When a woman in Cauleen Smith’s short film “Play Your Part” (2012) tells her psychiatrist she believes she’s seen aliens from outer space—two black-clad creatures with mops of orange hair—the doctor is unfazed. “They could be extraterrestrials,” she acknowledges. “Or they could just be from the South Side.”
Filmed in various locations across Chicago, Smith’s MCA Screen installation pays homage to both the city and one of its most famous aliens: Sun Ra (1914–93), who came here from Saturn—or was it Alabama?—in 1945. By the time the musician originally known as Herman Blount left in 1961, he had developed his new identity and formed a band, the Arkestra.
In some of her 14 short films and videos, Smith interviews Kelan Phil Cohran and other musicians who performed with Sun Ra, and records Cohran and Mwata Bowden, another member of Chicago’s Association for the Advancement of Creative Musicians, playing the band leader’s compositions. “A Star Is a Seed” isn’t a documentary, however. Smith’s pyramid-filled homemade sets and footage of the South Side refer so obliquely to Sun Ra’s experimental music and mystical beliefs that this show occasionally frustrates those unfamiliar with his career.

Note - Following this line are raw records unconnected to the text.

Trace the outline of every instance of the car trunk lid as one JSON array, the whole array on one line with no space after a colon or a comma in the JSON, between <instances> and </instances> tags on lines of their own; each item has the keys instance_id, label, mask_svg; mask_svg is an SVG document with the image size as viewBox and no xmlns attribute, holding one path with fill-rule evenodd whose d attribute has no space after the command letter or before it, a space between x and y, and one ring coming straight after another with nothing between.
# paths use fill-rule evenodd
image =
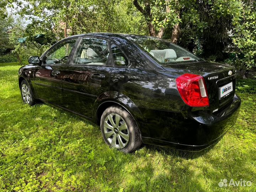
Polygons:
<instances>
[{"instance_id":1,"label":"car trunk lid","mask_svg":"<svg viewBox=\"0 0 256 192\"><path fill-rule=\"evenodd\" d=\"M216 112L228 105L231 102L235 95L235 71L232 66L204 62L162 66L168 71L175 69L177 71L178 70L181 74L188 73L203 76L206 84L212 113Z\"/></svg>"}]
</instances>

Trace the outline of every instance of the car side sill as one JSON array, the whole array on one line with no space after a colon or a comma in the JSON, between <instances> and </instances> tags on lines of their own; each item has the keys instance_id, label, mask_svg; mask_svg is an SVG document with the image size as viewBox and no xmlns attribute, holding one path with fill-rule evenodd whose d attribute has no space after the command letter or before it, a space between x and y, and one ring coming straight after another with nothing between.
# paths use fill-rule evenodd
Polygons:
<instances>
[{"instance_id":1,"label":"car side sill","mask_svg":"<svg viewBox=\"0 0 256 192\"><path fill-rule=\"evenodd\" d=\"M82 115L80 113L77 113L76 112L75 112L74 111L71 111L69 109L67 109L66 108L65 108L65 107L61 107L61 106L60 106L56 104L53 103L51 103L50 102L49 102L44 100L44 99L41 99L40 98L38 98L38 100L39 100L43 102L44 103L45 103L49 105L52 106L53 106L54 107L58 107L59 108L61 108L63 110L64 110L65 111L68 111L68 112L70 112L70 113L73 113L73 114L74 114L76 115L77 115L78 116L79 116L80 117L81 117L83 119L84 119L85 120L89 121L93 123L94 123L95 124L96 124L96 123L94 121L94 119L92 119L92 118L90 118L90 117L88 117L85 116L84 115Z\"/></svg>"}]
</instances>

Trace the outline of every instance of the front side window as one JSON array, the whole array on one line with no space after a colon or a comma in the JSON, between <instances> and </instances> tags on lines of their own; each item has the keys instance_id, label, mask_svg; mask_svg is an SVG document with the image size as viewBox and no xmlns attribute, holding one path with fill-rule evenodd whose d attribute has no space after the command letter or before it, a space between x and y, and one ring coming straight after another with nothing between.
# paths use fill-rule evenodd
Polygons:
<instances>
[{"instance_id":1,"label":"front side window","mask_svg":"<svg viewBox=\"0 0 256 192\"><path fill-rule=\"evenodd\" d=\"M66 64L68 58L77 39L76 38L68 40L56 46L44 56L43 63Z\"/></svg>"},{"instance_id":2,"label":"front side window","mask_svg":"<svg viewBox=\"0 0 256 192\"><path fill-rule=\"evenodd\" d=\"M119 48L112 43L111 44L111 48L115 65L119 66L128 65L128 59Z\"/></svg>"},{"instance_id":3,"label":"front side window","mask_svg":"<svg viewBox=\"0 0 256 192\"><path fill-rule=\"evenodd\" d=\"M148 36L131 36L127 38L161 65L203 61L185 49L162 39Z\"/></svg>"},{"instance_id":4,"label":"front side window","mask_svg":"<svg viewBox=\"0 0 256 192\"><path fill-rule=\"evenodd\" d=\"M77 50L75 64L105 65L107 63L109 50L108 42L105 40L83 38Z\"/></svg>"}]
</instances>

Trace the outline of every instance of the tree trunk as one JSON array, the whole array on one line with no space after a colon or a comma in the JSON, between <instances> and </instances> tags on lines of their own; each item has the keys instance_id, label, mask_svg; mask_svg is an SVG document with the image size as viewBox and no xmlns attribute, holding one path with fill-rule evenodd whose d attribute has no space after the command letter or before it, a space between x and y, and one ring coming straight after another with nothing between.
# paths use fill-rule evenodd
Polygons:
<instances>
[{"instance_id":1,"label":"tree trunk","mask_svg":"<svg viewBox=\"0 0 256 192\"><path fill-rule=\"evenodd\" d=\"M179 12L177 13L177 16L178 18L180 18L180 12ZM180 34L180 23L176 23L172 28L172 33L171 42L177 44L178 39L179 35Z\"/></svg>"},{"instance_id":2,"label":"tree trunk","mask_svg":"<svg viewBox=\"0 0 256 192\"><path fill-rule=\"evenodd\" d=\"M65 22L64 24L64 37L65 38L67 37L66 35L66 22Z\"/></svg>"},{"instance_id":3,"label":"tree trunk","mask_svg":"<svg viewBox=\"0 0 256 192\"><path fill-rule=\"evenodd\" d=\"M148 24L148 27L149 29L149 34L150 36L153 36L153 37L156 37L156 33L155 30L155 27L154 27L153 25L151 23L151 21L149 21L147 22Z\"/></svg>"},{"instance_id":4,"label":"tree trunk","mask_svg":"<svg viewBox=\"0 0 256 192\"><path fill-rule=\"evenodd\" d=\"M144 16L145 20L146 20L147 25L148 26L149 34L151 36L156 37L156 33L155 27L153 24L152 24L152 20L149 2L146 2L145 3L145 10L143 9L139 5L139 3L138 3L138 0L134 0L133 1L133 5L134 5L137 9Z\"/></svg>"},{"instance_id":5,"label":"tree trunk","mask_svg":"<svg viewBox=\"0 0 256 192\"><path fill-rule=\"evenodd\" d=\"M21 59L20 57L20 55L18 54L18 53L17 51L15 51L15 52L16 54L16 56L17 56L17 59L18 59L18 61L19 63L21 65L22 65L22 61L21 60Z\"/></svg>"}]
</instances>

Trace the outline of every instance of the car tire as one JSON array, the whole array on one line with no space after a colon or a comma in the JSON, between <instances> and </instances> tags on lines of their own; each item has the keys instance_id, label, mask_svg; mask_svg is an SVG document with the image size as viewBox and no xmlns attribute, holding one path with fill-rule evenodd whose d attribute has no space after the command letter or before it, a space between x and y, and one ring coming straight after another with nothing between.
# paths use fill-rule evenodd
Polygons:
<instances>
[{"instance_id":1,"label":"car tire","mask_svg":"<svg viewBox=\"0 0 256 192\"><path fill-rule=\"evenodd\" d=\"M36 103L36 100L32 92L31 87L25 80L23 80L20 87L21 98L24 103L32 106Z\"/></svg>"},{"instance_id":2,"label":"car tire","mask_svg":"<svg viewBox=\"0 0 256 192\"><path fill-rule=\"evenodd\" d=\"M135 120L118 106L111 106L103 112L100 128L105 142L124 153L132 153L141 145L141 135Z\"/></svg>"}]
</instances>

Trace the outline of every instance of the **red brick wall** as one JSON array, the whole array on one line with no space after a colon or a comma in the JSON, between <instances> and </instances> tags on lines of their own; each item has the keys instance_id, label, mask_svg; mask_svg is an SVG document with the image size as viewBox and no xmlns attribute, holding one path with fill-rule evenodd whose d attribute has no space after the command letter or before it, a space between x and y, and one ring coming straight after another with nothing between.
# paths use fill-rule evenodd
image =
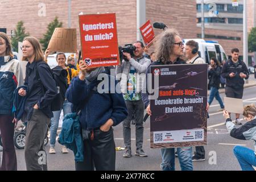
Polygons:
<instances>
[{"instance_id":1,"label":"red brick wall","mask_svg":"<svg viewBox=\"0 0 256 182\"><path fill-rule=\"evenodd\" d=\"M46 5L46 16L38 16L40 10L38 5L41 2ZM115 12L119 43L123 44L136 40L136 0L73 0L71 6L72 28L77 28L78 45L80 44L78 14L81 11L84 14ZM0 12L0 27L6 27L9 34L17 22L23 20L26 30L30 35L42 38L47 31L48 24L55 16L63 23L63 27L68 27L68 1L34 0L24 2L20 0L1 0Z\"/></svg>"},{"instance_id":2,"label":"red brick wall","mask_svg":"<svg viewBox=\"0 0 256 182\"><path fill-rule=\"evenodd\" d=\"M201 34L201 28L197 28L197 33ZM240 37L241 40L225 40L225 39L205 39L207 40L217 40L221 45L228 55L230 55L231 49L233 48L238 48L240 51L240 54L243 53L243 32L242 31L232 31L230 30L217 30L205 28L204 34L227 36L233 37Z\"/></svg>"},{"instance_id":3,"label":"red brick wall","mask_svg":"<svg viewBox=\"0 0 256 182\"><path fill-rule=\"evenodd\" d=\"M176 29L181 38L196 38L196 2L185 0L146 0L146 19L164 22L167 27ZM156 36L162 32L154 29ZM154 46L150 49L152 51Z\"/></svg>"}]
</instances>

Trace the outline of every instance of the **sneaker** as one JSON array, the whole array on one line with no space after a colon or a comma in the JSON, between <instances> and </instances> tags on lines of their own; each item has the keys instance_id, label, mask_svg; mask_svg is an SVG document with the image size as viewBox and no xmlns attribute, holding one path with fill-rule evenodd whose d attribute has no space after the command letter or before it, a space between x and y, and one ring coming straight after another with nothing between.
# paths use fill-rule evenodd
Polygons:
<instances>
[{"instance_id":1,"label":"sneaker","mask_svg":"<svg viewBox=\"0 0 256 182\"><path fill-rule=\"evenodd\" d=\"M131 157L131 151L130 149L126 149L125 152L123 154L123 158L130 158Z\"/></svg>"},{"instance_id":2,"label":"sneaker","mask_svg":"<svg viewBox=\"0 0 256 182\"><path fill-rule=\"evenodd\" d=\"M55 150L54 150L54 147L51 147L50 150L49 151L49 154L55 154Z\"/></svg>"},{"instance_id":3,"label":"sneaker","mask_svg":"<svg viewBox=\"0 0 256 182\"><path fill-rule=\"evenodd\" d=\"M61 153L62 154L68 154L68 149L67 148L66 146L63 146L62 147Z\"/></svg>"},{"instance_id":4,"label":"sneaker","mask_svg":"<svg viewBox=\"0 0 256 182\"><path fill-rule=\"evenodd\" d=\"M135 155L138 155L140 157L147 157L147 155L144 152L144 151L142 149L139 149L136 150Z\"/></svg>"},{"instance_id":5,"label":"sneaker","mask_svg":"<svg viewBox=\"0 0 256 182\"><path fill-rule=\"evenodd\" d=\"M202 158L202 157L199 157L197 155L193 155L192 156L192 161L195 162L195 161L203 161L205 160L205 157Z\"/></svg>"},{"instance_id":6,"label":"sneaker","mask_svg":"<svg viewBox=\"0 0 256 182\"><path fill-rule=\"evenodd\" d=\"M237 125L241 125L242 122L239 121L239 118L236 118L235 121L235 124Z\"/></svg>"}]
</instances>

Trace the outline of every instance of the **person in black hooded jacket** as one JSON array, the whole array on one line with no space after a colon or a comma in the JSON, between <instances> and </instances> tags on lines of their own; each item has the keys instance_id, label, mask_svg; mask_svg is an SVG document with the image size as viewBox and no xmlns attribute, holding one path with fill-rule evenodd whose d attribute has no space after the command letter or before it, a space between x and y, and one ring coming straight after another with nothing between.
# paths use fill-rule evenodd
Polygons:
<instances>
[{"instance_id":1,"label":"person in black hooded jacket","mask_svg":"<svg viewBox=\"0 0 256 182\"><path fill-rule=\"evenodd\" d=\"M224 109L224 105L218 92L220 84L221 72L221 69L219 62L214 57L212 57L210 59L210 64L209 67L208 71L209 85L210 87L208 103L210 105L213 98L215 97L220 104L221 110L223 110Z\"/></svg>"}]
</instances>

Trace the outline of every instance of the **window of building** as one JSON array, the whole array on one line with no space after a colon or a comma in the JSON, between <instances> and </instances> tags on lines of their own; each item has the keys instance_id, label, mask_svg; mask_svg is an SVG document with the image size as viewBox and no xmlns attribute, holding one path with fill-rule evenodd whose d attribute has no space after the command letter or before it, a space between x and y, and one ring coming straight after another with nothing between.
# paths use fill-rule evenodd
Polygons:
<instances>
[{"instance_id":1,"label":"window of building","mask_svg":"<svg viewBox=\"0 0 256 182\"><path fill-rule=\"evenodd\" d=\"M197 12L201 12L201 4L197 4L196 5L196 10ZM204 11L209 11L210 10L210 8L209 6L209 4L204 5Z\"/></svg>"},{"instance_id":2,"label":"window of building","mask_svg":"<svg viewBox=\"0 0 256 182\"><path fill-rule=\"evenodd\" d=\"M201 34L198 34L197 38L201 38ZM241 38L234 37L234 36L221 36L221 35L205 35L205 38L214 39L225 39L225 40L241 40Z\"/></svg>"},{"instance_id":3,"label":"window of building","mask_svg":"<svg viewBox=\"0 0 256 182\"><path fill-rule=\"evenodd\" d=\"M230 24L243 24L242 18L228 18L229 23Z\"/></svg>"},{"instance_id":4,"label":"window of building","mask_svg":"<svg viewBox=\"0 0 256 182\"><path fill-rule=\"evenodd\" d=\"M217 11L219 12L224 12L224 5L221 4L217 4Z\"/></svg>"},{"instance_id":5,"label":"window of building","mask_svg":"<svg viewBox=\"0 0 256 182\"><path fill-rule=\"evenodd\" d=\"M228 13L242 13L243 10L243 5L239 5L238 7L233 7L232 4L228 5Z\"/></svg>"},{"instance_id":6,"label":"window of building","mask_svg":"<svg viewBox=\"0 0 256 182\"><path fill-rule=\"evenodd\" d=\"M201 22L201 18L198 18L197 19L197 23ZM225 18L204 18L205 23L225 23Z\"/></svg>"}]
</instances>

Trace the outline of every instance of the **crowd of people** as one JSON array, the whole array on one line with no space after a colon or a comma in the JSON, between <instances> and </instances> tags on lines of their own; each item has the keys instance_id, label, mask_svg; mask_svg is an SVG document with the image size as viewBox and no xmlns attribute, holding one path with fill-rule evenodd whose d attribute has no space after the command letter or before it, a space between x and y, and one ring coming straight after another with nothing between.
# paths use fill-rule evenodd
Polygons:
<instances>
[{"instance_id":1,"label":"crowd of people","mask_svg":"<svg viewBox=\"0 0 256 182\"><path fill-rule=\"evenodd\" d=\"M147 81L141 77L146 73L147 79L150 65L205 62L199 55L198 43L189 40L185 46L179 32L174 29L167 29L159 35L155 49L150 55L147 54L147 47L142 42L137 41L133 45L135 47L134 56L124 52L126 60L122 60L115 68L91 68L81 60L81 52L67 59L65 53L59 52L56 57L57 66L51 69L38 39L26 37L21 48L22 60L27 61L26 78L23 81L20 63L14 59L11 51L10 40L6 34L0 33L0 130L3 147L1 169L17 169L13 135L15 125L21 119L27 126L24 149L27 169L47 170L47 162L43 164L38 162L38 154L44 152L46 160L44 139L49 126L51 126L51 139L48 153L56 153L55 146L61 110L64 119L73 113L79 115L81 130L79 130L79 134L83 146L82 151L79 154L82 154L84 158L82 160L75 161L76 170L115 169L112 126L121 123L125 147L122 156L132 156L131 124L134 124L136 136L136 150L134 154L140 157L147 157L143 149L143 115L145 109L149 115L152 112L148 93L142 92ZM230 135L255 142L255 106L245 107L243 115L246 120L251 121L236 129L230 122L230 113L225 110L218 92L221 80L225 79L226 97L241 99L243 96L244 78L247 79L249 76L248 69L239 59L239 50L234 48L231 52L232 58L222 67L216 57L210 58L208 69L210 90L205 110L208 111L215 97L220 104L220 109L224 110L226 126ZM186 60L183 59L184 56ZM110 75L111 69L115 70L114 76ZM112 93L109 86L108 92L100 94L97 90L99 84L97 77L102 73L107 74L109 82L112 80L114 81L115 88L119 85L121 93ZM14 92L16 95L14 95ZM52 104L55 103L52 102L57 96L60 102L57 108L53 110ZM21 115L20 118L12 112L14 100L19 103L18 115ZM239 117L239 114L236 114L235 124L241 124ZM67 145L63 145L61 152L68 152ZM161 148L160 153L161 169L175 170L175 148ZM256 165L256 148L253 151L236 146L234 153L242 169L254 169L252 166ZM183 171L192 171L193 161L204 160L205 157L203 146L196 147L194 155L192 147L177 148L176 154Z\"/></svg>"}]
</instances>

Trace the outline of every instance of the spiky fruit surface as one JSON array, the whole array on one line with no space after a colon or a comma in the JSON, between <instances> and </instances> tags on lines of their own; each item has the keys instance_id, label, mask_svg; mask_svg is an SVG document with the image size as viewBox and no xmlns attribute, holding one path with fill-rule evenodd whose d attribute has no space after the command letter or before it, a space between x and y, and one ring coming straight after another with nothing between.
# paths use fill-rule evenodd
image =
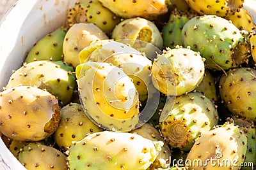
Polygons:
<instances>
[{"instance_id":1,"label":"spiky fruit surface","mask_svg":"<svg viewBox=\"0 0 256 170\"><path fill-rule=\"evenodd\" d=\"M36 87L19 86L0 93L0 131L19 141L42 140L61 118L55 96Z\"/></svg>"},{"instance_id":2,"label":"spiky fruit surface","mask_svg":"<svg viewBox=\"0 0 256 170\"><path fill-rule=\"evenodd\" d=\"M244 8L228 13L225 18L232 20L234 25L240 30L251 31L255 28L252 15Z\"/></svg>"},{"instance_id":3,"label":"spiky fruit surface","mask_svg":"<svg viewBox=\"0 0 256 170\"><path fill-rule=\"evenodd\" d=\"M132 80L107 62L88 62L76 70L87 115L109 130L127 131L139 122L139 96Z\"/></svg>"},{"instance_id":4,"label":"spiky fruit surface","mask_svg":"<svg viewBox=\"0 0 256 170\"><path fill-rule=\"evenodd\" d=\"M195 89L196 91L203 92L205 97L217 101L217 90L215 85L215 78L208 69L205 69L203 80Z\"/></svg>"},{"instance_id":5,"label":"spiky fruit surface","mask_svg":"<svg viewBox=\"0 0 256 170\"><path fill-rule=\"evenodd\" d=\"M164 143L161 152L157 155L155 161L147 169L147 170L155 170L157 168L164 168L168 167L170 158L172 156L172 151L168 144L165 142L160 132L150 124L145 124L140 127L134 129L130 132L141 136L142 137L150 139L153 141L161 141Z\"/></svg>"},{"instance_id":6,"label":"spiky fruit surface","mask_svg":"<svg viewBox=\"0 0 256 170\"><path fill-rule=\"evenodd\" d=\"M182 1L179 0L179 1ZM176 45L182 45L181 31L185 24L195 14L174 10L169 17L168 22L163 26L162 36L164 47L174 48Z\"/></svg>"},{"instance_id":7,"label":"spiky fruit surface","mask_svg":"<svg viewBox=\"0 0 256 170\"><path fill-rule=\"evenodd\" d=\"M136 134L90 134L68 150L70 169L145 170L157 154L154 143Z\"/></svg>"},{"instance_id":8,"label":"spiky fruit surface","mask_svg":"<svg viewBox=\"0 0 256 170\"><path fill-rule=\"evenodd\" d=\"M145 101L148 95L156 91L151 81L152 61L127 45L113 40L95 41L79 56L82 62L104 62L121 69L132 79L140 101Z\"/></svg>"},{"instance_id":9,"label":"spiky fruit surface","mask_svg":"<svg viewBox=\"0 0 256 170\"><path fill-rule=\"evenodd\" d=\"M204 74L204 59L188 48L168 49L153 63L155 87L168 96L180 96L194 90Z\"/></svg>"},{"instance_id":10,"label":"spiky fruit surface","mask_svg":"<svg viewBox=\"0 0 256 170\"><path fill-rule=\"evenodd\" d=\"M244 0L185 0L190 8L203 15L216 15L225 17L227 13L243 7Z\"/></svg>"},{"instance_id":11,"label":"spiky fruit surface","mask_svg":"<svg viewBox=\"0 0 256 170\"><path fill-rule=\"evenodd\" d=\"M88 134L102 131L86 117L79 104L69 104L60 111L61 119L53 136L61 150L66 150L73 142L83 139Z\"/></svg>"},{"instance_id":12,"label":"spiky fruit surface","mask_svg":"<svg viewBox=\"0 0 256 170\"><path fill-rule=\"evenodd\" d=\"M68 26L77 23L93 23L104 32L109 34L120 18L98 0L83 0L76 2L67 16Z\"/></svg>"},{"instance_id":13,"label":"spiky fruit surface","mask_svg":"<svg viewBox=\"0 0 256 170\"><path fill-rule=\"evenodd\" d=\"M103 6L124 18L139 17L150 20L168 11L166 0L99 1Z\"/></svg>"},{"instance_id":14,"label":"spiky fruit surface","mask_svg":"<svg viewBox=\"0 0 256 170\"><path fill-rule=\"evenodd\" d=\"M189 92L177 97L173 108L166 106L162 114L168 115L161 122L160 129L166 142L173 148L189 150L200 136L218 122L214 103L201 93Z\"/></svg>"},{"instance_id":15,"label":"spiky fruit surface","mask_svg":"<svg viewBox=\"0 0 256 170\"><path fill-rule=\"evenodd\" d=\"M61 27L36 42L26 57L25 62L35 60L63 60L63 44L67 30Z\"/></svg>"},{"instance_id":16,"label":"spiky fruit surface","mask_svg":"<svg viewBox=\"0 0 256 170\"><path fill-rule=\"evenodd\" d=\"M223 74L220 80L220 94L225 106L234 115L256 121L256 70L241 67Z\"/></svg>"},{"instance_id":17,"label":"spiky fruit surface","mask_svg":"<svg viewBox=\"0 0 256 170\"><path fill-rule=\"evenodd\" d=\"M239 127L225 123L199 138L187 159L191 160L191 168L195 170L239 169L244 161L246 145L247 138ZM207 160L212 160L212 163Z\"/></svg>"},{"instance_id":18,"label":"spiky fruit surface","mask_svg":"<svg viewBox=\"0 0 256 170\"><path fill-rule=\"evenodd\" d=\"M80 64L78 55L84 47L97 39L109 39L105 32L92 23L74 24L67 31L63 41L64 61L76 67Z\"/></svg>"},{"instance_id":19,"label":"spiky fruit surface","mask_svg":"<svg viewBox=\"0 0 256 170\"><path fill-rule=\"evenodd\" d=\"M35 86L46 89L58 97L61 105L71 100L76 85L76 76L72 74L72 67L62 61L33 61L24 64L14 71L9 79L6 88L19 85Z\"/></svg>"},{"instance_id":20,"label":"spiky fruit surface","mask_svg":"<svg viewBox=\"0 0 256 170\"><path fill-rule=\"evenodd\" d=\"M163 48L163 38L156 25L151 21L140 18L125 19L113 29L111 38L115 40L129 39L138 39ZM139 46L139 45L138 45ZM141 51L148 51L151 46L139 48Z\"/></svg>"},{"instance_id":21,"label":"spiky fruit surface","mask_svg":"<svg viewBox=\"0 0 256 170\"><path fill-rule=\"evenodd\" d=\"M228 69L246 61L248 45L239 30L228 20L216 15L196 17L182 31L185 46L205 58L206 67Z\"/></svg>"},{"instance_id":22,"label":"spiky fruit surface","mask_svg":"<svg viewBox=\"0 0 256 170\"><path fill-rule=\"evenodd\" d=\"M68 169L67 157L52 146L31 143L19 153L19 161L28 170Z\"/></svg>"},{"instance_id":23,"label":"spiky fruit surface","mask_svg":"<svg viewBox=\"0 0 256 170\"><path fill-rule=\"evenodd\" d=\"M256 31L250 32L249 40L251 47L251 54L254 62L256 62Z\"/></svg>"}]
</instances>

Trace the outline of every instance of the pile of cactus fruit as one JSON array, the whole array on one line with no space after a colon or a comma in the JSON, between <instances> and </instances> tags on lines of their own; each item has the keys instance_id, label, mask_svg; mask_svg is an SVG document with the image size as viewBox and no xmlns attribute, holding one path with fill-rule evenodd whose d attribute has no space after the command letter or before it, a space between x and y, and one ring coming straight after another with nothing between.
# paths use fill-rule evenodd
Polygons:
<instances>
[{"instance_id":1,"label":"pile of cactus fruit","mask_svg":"<svg viewBox=\"0 0 256 170\"><path fill-rule=\"evenodd\" d=\"M0 92L3 141L29 170L256 169L243 3L77 1Z\"/></svg>"}]
</instances>

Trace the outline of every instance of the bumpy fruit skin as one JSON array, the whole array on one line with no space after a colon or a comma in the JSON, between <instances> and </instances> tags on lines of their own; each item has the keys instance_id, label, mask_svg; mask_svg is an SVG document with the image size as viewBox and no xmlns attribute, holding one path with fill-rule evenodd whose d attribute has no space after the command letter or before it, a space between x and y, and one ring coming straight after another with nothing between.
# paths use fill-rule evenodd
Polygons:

Smith plays up her installation’s twists and turns by compelling visitors to navigate a labyrinth of mirrors, The Infinity Vortex (2012), to reach the darkened screening room. But her work’s appeal is often perfectly straightforward. In the segment “Space Is the Place,” she films the Rich South High School marching band (from Chicago’s southern suburb Richton Park) playing Sun Ra’s eponymous 1972 composition in Chinatown Square. Despite pouring rain and onlookers’ evident confusion, the teenage musicians display great enthusiasm and charisma, dancing to the beat of Sun Ra’s still-powerful drums.